We’re back in Titusville, Florida, and about to tackle the final 400 miles of the 3,000-mile East Coast Greenway

My bike buddies and the latest gear .

We’re back in Titusville, Florida, where last year’s week-long bike ride from Savannah ended, and about to tackle the final 400 miles of the 3,000-mile East Coast Greenway. Come next Friday night, we’ll be in Key West looking for that Key Lime pie the ECG’s executive director keeps talking about. (Leave your recommendation for the best Key Lime spot in the comments.)

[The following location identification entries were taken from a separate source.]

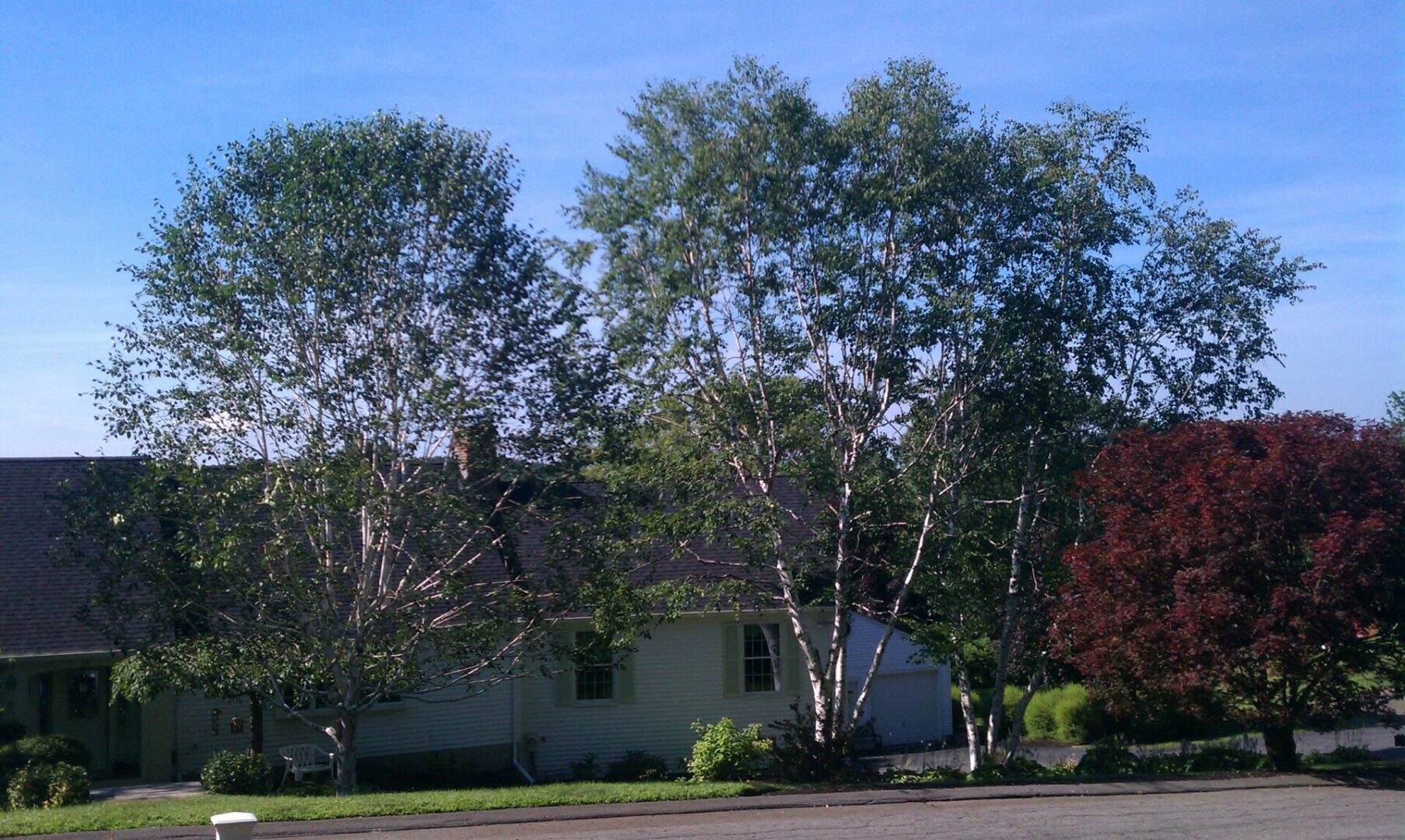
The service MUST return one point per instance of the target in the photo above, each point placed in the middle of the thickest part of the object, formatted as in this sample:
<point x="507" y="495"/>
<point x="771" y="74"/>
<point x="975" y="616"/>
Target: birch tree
<point x="1112" y="310"/>
<point x="356" y="383"/>
<point x="777" y="289"/>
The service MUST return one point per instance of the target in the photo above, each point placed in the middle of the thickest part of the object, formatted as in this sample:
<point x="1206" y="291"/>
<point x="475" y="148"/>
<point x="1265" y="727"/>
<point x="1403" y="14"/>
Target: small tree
<point x="356" y="383"/>
<point x="1256" y="562"/>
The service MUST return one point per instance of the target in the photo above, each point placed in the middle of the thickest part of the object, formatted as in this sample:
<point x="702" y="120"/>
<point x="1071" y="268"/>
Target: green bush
<point x="10" y="731"/>
<point x="237" y="773"/>
<point x="1166" y="763"/>
<point x="587" y="768"/>
<point x="47" y="786"/>
<point x="899" y="775"/>
<point x="1340" y="754"/>
<point x="1012" y="768"/>
<point x="1108" y="759"/>
<point x="800" y="758"/>
<point x="981" y="705"/>
<point x="1218" y="758"/>
<point x="638" y="766"/>
<point x="1039" y="716"/>
<point x="1065" y="716"/>
<point x="725" y="753"/>
<point x="1079" y="718"/>
<point x="44" y="749"/>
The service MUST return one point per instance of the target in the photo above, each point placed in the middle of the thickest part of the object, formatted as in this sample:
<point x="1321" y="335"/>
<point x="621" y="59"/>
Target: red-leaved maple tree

It will be bittersweet. On the one hand, I’ll have ridden just about all of the East Coast Greenway (Providence to New York City will be the last stretch). But this is the final Week-a-Year ride, and it may be the last time I see in one spot all of the 40 or so cyclists I’ve been riding with a week at a time since 2014 and who have become friends.

So what are we expecting this year? More road than trail, but we have gotten used to that as we have pushed deeper south. I’ll be looking out for fish shacks and Cuban sandwiches, fruit stands and exotic ice cream flavors. I’m hoping for lots of ocean views and a strong tail wind like the one we had last year into St. Augustine. And I’ve been told to put on my urban cycling game face between Fort Lauderdale and Miami. But as someone who cycles through the craziness of Midtown Manhattan, how bad can that be?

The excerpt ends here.